The LSAT is Hard

Law school is even harder.

If you didn’t already know this, now you do. If you already knew this, then you’re in better shape than most prospective law students out there. High five! If you didn’t get a high five but want a high five, just reread this paragraph until you get one.

I will often remind you that this test is hard, simply to remind you that you need to study to do well. If the idea of a hard test you might have to study for is very scary for you, you may want to rethink going to law school. One more time: The LSAT is hard. You still here? Let’s move on.

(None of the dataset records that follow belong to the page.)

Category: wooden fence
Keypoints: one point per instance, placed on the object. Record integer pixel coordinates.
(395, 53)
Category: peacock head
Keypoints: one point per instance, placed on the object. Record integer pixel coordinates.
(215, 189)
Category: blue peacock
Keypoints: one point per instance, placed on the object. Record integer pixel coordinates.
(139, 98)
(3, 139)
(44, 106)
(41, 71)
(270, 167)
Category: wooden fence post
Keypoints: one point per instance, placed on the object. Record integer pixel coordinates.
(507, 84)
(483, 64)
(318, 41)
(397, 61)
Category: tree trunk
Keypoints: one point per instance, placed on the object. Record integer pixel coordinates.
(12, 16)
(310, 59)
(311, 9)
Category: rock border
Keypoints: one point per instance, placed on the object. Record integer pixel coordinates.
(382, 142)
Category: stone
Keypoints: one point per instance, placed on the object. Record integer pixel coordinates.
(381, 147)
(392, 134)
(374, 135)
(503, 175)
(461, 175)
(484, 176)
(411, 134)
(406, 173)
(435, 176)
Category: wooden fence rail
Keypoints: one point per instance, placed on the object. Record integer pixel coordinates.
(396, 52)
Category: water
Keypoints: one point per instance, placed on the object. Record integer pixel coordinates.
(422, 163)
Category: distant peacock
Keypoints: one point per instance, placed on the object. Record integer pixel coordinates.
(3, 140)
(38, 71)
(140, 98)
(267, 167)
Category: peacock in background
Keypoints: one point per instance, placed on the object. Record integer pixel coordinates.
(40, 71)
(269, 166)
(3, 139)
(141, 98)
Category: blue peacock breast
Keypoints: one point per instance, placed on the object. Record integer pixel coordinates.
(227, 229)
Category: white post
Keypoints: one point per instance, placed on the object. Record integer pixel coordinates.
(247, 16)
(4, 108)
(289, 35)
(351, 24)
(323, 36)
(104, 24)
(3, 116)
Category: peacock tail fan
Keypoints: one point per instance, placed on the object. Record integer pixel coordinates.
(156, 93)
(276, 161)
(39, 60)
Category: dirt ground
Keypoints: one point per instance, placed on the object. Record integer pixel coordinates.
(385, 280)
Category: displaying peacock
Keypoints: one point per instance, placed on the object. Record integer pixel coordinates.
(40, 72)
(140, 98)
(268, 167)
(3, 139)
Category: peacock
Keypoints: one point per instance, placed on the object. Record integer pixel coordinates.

The LSAT is formidable for two distinct reasons:

  1. The comprehension of logic and grammar required is foreign to most students.
  2. The LSAT imposes a strict time constraint. On average you have 1 minute and 24 seconds to complete each of the 100 scored multiple choice questions on the exam.

So what do we do?

When Julius Caesar led the Roman armies against the Gauls, they were too numerous to face all at once. On a related note, one time I was trying to eat an entire quadruple fudge ice cream cake by myself, but I found I couldn’t fit the whole thing into my mouth at once. To overcome these seemingly overwhelming challenges, it is often best to use a strategy of “divide and conquer.” It worked for Caesar and it works on cakes. Guess what? It works for the LSAT.

The LSAT is hard. It’s hard because (1) the logic and grammar are difficult and (2) you don’t have much time. We are going to “divide and conquer,” dealing first with the logic and grammar and then with the time constraint. Lastly, I ate a whole ice cream cake one time.